I got used to the tape and then finally saw the widescreen version which is an entirely different experience. I never realized there were 3 images on the screen almost all the time! Eventually, years later, I got the CD of the soundtrack and it was great to have it, but it was the same old thing.
1989 rolled around and all the Woodstock 20th anniversary nostalgia hit and I saw the movie again, listened to the music again and wished I'd been there again. Of course, the 1994 and 1999 sequels were disgusting and a stain on the name of Woodstock. I even started to write a song about it: "Woodstock 94/What did they do it for?/Did Crosby Stills and Nash/Really need the cash?" Yeah, rhyming four and for. Genius.
Anyway, Flash forward to the internet age. I found online a bootleg download of the COMPLETE Woodstock concert. TWENTY CDs worth of material. Luckily I had an iPod at that point and spent a summer listening to that entire 3 days of peace and music in the car. Yeah, some of it was terribly audio quality and some of it was hippie-dippy folksy crap, but there was a ton of fantastic stuff in there I'd never heard. For example, Santana's Soul Sacrifice is mind-blowing on the orginal album, but it's like 4 minutes longer in the original recording; Abbie Hoffman crashing the Who's performance; Canned Heat's Woodstock Boogie and innumerable other bits. It was a bit overwhelming, but it gave a real sense of what it was like to be there. The romanticism was stripped away and the sublime rode shotgun to the mundane. That made it somehow even better.
Last year the super-elongated Director's Cut of the film came out and watching that was just as amazing as listening to the entire thing on audio was. The whole vibe was just groovy. Somebody jumped on stage during Canned Heat's performance and took a cigarette from the singer's pocket. No biggie. Everyone was, to put it bluntly, being nice to each other. There were huge problems and lousy weather, but they made the most of it and, as a whole, enjoyed themselves and each other. Beautiful.
An official 6 disc set of the concert came out last year. It's got tons of great performances, edited for sound quality and tightness and it's fantastic. I'm in the middle of listening to that again. Something about the summer makes me want to listen to that stuff again. Coincidentally, the film Taking Woodstock is on cable this month so I DVRd it and I just finished it. It wasn't a GREAT film, but it was certainly enjoyable. I particularly loved the way they spun certain things about the original documentary film from a new perspective. Again, it showed the mundane and the human side along with the epic scale of the whole thing. Eugene Levy was perfect as Max Yasgur.

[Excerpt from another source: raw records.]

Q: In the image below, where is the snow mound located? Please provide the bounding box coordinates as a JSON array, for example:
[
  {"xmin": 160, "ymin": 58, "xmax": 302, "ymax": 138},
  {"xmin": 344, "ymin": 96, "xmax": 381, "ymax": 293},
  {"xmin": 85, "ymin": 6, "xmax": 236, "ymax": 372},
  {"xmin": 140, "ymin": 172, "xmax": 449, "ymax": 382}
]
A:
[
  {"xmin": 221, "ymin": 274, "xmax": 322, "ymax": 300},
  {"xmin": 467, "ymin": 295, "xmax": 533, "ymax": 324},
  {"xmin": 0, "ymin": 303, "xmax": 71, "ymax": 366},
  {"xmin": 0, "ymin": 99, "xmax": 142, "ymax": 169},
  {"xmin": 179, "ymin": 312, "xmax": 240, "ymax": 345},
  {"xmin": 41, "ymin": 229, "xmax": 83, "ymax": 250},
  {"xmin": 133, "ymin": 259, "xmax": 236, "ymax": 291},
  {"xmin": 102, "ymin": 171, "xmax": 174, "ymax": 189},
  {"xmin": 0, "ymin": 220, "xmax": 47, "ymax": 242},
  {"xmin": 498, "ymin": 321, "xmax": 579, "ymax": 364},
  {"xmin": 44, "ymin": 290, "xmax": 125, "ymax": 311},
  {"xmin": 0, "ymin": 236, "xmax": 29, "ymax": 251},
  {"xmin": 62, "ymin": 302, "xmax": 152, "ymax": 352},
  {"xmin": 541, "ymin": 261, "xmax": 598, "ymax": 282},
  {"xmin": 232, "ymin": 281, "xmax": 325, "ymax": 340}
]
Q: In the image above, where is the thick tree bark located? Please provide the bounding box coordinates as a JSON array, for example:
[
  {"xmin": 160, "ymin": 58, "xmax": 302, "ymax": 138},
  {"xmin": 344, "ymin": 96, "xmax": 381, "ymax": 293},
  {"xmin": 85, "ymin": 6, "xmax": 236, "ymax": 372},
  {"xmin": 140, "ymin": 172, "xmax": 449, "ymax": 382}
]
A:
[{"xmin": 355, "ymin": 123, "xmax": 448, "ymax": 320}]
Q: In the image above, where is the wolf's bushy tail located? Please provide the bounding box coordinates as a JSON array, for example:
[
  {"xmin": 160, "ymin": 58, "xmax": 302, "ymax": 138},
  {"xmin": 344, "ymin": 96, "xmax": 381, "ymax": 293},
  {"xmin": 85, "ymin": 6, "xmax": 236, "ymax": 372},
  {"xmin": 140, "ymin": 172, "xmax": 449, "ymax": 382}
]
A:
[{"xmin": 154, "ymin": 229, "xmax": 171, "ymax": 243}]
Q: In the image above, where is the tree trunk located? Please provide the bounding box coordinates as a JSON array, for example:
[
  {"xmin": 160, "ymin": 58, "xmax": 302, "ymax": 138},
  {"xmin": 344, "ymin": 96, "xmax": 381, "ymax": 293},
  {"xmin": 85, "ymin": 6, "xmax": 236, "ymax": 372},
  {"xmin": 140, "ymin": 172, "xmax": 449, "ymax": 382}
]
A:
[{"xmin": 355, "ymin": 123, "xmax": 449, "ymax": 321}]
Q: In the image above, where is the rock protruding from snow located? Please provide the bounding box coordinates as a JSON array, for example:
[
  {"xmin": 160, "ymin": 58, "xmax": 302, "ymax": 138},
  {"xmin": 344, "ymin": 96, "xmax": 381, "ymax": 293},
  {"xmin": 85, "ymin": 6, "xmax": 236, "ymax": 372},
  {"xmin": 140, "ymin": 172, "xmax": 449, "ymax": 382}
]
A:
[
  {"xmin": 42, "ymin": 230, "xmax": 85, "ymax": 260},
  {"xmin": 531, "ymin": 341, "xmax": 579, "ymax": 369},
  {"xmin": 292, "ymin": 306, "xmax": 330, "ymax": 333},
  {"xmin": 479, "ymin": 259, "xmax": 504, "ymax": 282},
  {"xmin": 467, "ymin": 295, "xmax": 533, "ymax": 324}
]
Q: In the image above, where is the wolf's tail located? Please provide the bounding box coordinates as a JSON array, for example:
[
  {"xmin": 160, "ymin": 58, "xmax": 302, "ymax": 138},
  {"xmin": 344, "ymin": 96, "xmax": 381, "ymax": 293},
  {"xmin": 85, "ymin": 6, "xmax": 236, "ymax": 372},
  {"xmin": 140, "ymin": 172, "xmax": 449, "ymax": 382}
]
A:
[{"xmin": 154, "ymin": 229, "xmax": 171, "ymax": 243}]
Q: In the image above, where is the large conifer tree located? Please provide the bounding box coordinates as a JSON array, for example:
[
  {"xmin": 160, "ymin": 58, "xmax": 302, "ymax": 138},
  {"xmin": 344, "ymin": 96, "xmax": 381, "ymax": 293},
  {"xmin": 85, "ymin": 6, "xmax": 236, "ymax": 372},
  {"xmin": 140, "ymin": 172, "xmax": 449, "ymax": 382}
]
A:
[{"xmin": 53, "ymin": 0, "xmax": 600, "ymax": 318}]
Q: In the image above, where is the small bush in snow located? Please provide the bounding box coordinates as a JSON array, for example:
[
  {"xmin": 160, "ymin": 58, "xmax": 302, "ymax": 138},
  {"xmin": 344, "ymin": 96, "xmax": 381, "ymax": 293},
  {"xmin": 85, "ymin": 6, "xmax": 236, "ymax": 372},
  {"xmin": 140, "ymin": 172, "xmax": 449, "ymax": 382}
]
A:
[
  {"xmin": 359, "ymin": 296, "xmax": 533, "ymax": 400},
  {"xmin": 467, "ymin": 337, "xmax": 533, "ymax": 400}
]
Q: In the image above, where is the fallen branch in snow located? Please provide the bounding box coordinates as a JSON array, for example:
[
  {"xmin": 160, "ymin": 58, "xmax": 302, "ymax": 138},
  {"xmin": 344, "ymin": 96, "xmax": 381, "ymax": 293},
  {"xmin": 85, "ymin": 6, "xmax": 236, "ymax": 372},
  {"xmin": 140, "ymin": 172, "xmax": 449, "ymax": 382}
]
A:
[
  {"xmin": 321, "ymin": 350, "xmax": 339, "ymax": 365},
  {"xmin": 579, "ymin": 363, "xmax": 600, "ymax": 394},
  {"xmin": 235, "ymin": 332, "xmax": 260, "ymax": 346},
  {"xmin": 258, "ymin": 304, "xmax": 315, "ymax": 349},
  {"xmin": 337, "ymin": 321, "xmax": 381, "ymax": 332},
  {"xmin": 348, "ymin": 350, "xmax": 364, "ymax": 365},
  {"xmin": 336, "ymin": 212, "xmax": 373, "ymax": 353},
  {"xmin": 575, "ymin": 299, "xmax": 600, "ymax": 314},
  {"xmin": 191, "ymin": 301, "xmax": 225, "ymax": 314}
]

I am sure that I've got a romanticized vision of the whole thing and if I was there, and of age, I would have been aching to go home by the time CCR took the stage at 2:00am or whatever. But the more I see and hear about it, the more I am awed by the event itself as well as the performances.
Santana's Soul Sacrifice, Ten Years After's I'm Going Home and Jimi Hendrix's Star Spangled Banner/Purple Haze/Improvisation are some of the most amazing performances ever recorded, in my book.
So, what's my point? I don't know, I was just all enmeshed in the appreciation and thought I'd share it with you. Beautiful.